Mergers can have more subtle effects as well. Job losses often come on the heels of mergers, as companies trim duplicate positions and consolidate operations. Family Dollar expects to close about 300 stores following its merger with Dollar Tree. In addition to lost jobs, that could leave consumers in some areas with fewer options or force them to travel further to shop at the stores they prefer. Yet others have speculated that the combined chain will emerge as a rival to Walmart, which might be a boon to consumers.

The FTC tries to protect consumers from the worst effects of consolidation by prohibiting mergers that will significantly reduce competition or create a monopoly. The vast majority of proposed mergers reviewed by the FTC are given the go-ahead. About 5% raise red flags, though these mergers are often approved with some concessions. Often, companies agree to spin off some of their assets to avoid anti-trust concerns, as cigarette makers Reynolds and Lorillard want to do as part of its proposed merger.

Still, the end result of big corporate mergers often seems to be less choice and an inferior product. Want proof? Just head to your local liquor store. If you want to pick up a six-pack, it may seem like you have a lot of options. In reality, a significant number of those beers are produced by just a handful of companies.

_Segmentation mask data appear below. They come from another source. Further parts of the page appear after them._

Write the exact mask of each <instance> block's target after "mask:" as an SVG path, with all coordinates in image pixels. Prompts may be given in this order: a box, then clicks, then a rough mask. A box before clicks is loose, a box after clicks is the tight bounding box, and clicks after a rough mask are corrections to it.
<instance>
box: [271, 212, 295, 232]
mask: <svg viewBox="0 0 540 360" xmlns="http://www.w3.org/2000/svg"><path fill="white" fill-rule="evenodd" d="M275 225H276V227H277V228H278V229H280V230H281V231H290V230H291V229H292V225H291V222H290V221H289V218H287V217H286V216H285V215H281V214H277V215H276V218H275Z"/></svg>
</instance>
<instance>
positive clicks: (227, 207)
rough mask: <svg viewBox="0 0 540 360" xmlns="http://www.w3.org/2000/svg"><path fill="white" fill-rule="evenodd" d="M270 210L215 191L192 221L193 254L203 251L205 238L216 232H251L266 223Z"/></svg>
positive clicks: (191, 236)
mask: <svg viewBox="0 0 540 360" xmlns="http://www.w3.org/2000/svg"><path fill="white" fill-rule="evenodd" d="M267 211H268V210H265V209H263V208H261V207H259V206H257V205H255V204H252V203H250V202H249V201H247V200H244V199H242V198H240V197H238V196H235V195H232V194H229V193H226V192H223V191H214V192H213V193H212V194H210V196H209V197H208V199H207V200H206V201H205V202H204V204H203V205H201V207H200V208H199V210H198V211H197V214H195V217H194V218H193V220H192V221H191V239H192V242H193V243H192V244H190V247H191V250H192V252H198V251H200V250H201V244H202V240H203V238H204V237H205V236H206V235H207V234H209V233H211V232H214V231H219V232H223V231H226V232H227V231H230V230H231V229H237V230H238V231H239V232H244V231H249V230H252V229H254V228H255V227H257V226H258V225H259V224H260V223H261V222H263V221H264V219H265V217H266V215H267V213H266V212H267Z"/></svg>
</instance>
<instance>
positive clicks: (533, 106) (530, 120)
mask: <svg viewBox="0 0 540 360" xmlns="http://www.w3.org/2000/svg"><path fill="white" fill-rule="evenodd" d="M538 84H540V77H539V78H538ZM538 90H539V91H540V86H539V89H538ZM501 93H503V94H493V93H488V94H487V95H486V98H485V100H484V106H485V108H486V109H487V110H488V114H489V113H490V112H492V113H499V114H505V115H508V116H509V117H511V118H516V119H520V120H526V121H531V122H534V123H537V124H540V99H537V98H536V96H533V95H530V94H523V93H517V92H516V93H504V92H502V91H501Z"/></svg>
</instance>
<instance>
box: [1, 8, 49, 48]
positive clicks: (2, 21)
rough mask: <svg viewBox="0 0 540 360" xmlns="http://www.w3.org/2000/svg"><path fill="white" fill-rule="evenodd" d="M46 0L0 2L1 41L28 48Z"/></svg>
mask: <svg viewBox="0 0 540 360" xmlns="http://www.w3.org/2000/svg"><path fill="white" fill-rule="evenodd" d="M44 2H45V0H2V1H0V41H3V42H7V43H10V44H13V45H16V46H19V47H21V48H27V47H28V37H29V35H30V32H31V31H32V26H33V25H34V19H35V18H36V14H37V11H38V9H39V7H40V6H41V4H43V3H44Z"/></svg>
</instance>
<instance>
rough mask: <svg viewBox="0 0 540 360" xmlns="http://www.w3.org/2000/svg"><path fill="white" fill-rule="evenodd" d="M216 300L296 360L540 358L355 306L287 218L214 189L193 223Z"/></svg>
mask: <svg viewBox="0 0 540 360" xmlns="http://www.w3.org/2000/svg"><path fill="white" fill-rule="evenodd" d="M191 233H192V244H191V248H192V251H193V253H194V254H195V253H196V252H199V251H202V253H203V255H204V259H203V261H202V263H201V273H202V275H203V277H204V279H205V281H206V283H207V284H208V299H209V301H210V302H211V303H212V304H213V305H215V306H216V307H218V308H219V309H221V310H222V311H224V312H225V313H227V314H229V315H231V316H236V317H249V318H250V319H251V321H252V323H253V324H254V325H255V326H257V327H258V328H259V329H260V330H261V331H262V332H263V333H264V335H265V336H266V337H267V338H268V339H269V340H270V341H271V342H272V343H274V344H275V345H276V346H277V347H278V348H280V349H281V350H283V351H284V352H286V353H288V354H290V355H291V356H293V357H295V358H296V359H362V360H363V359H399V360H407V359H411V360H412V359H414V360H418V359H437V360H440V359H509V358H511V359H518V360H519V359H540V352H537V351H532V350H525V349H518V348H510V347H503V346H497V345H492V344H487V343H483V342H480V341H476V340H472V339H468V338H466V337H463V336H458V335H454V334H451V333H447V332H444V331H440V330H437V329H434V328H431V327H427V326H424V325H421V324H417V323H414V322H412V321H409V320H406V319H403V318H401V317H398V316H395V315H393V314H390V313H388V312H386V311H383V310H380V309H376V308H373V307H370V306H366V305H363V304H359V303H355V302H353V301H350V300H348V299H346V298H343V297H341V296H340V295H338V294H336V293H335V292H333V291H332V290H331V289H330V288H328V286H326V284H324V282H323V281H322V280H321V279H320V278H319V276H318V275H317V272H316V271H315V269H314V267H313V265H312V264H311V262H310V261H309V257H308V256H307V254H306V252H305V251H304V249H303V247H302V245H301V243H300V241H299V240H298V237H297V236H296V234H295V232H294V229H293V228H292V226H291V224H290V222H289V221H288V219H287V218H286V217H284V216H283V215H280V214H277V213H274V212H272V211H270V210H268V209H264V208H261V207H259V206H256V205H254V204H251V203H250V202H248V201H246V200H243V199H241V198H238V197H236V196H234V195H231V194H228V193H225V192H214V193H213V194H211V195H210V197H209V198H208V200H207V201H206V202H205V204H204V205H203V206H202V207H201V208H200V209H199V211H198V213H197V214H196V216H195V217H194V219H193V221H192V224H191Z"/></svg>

In some cases, major players in the industry, like AB InBev, are adding brands to its stable and then changing the way they are brewed – or so claim beer aficionados – in order to cut costs or appeal to a broader range of tastes, as reported in Bloomberg. The result, some fear, is the illusion of choice, with dozens of different beers but little true variety. As in any highly consolidated industry, what consumers seem to end up with is fewer choices about where to spend their money and which products to buy.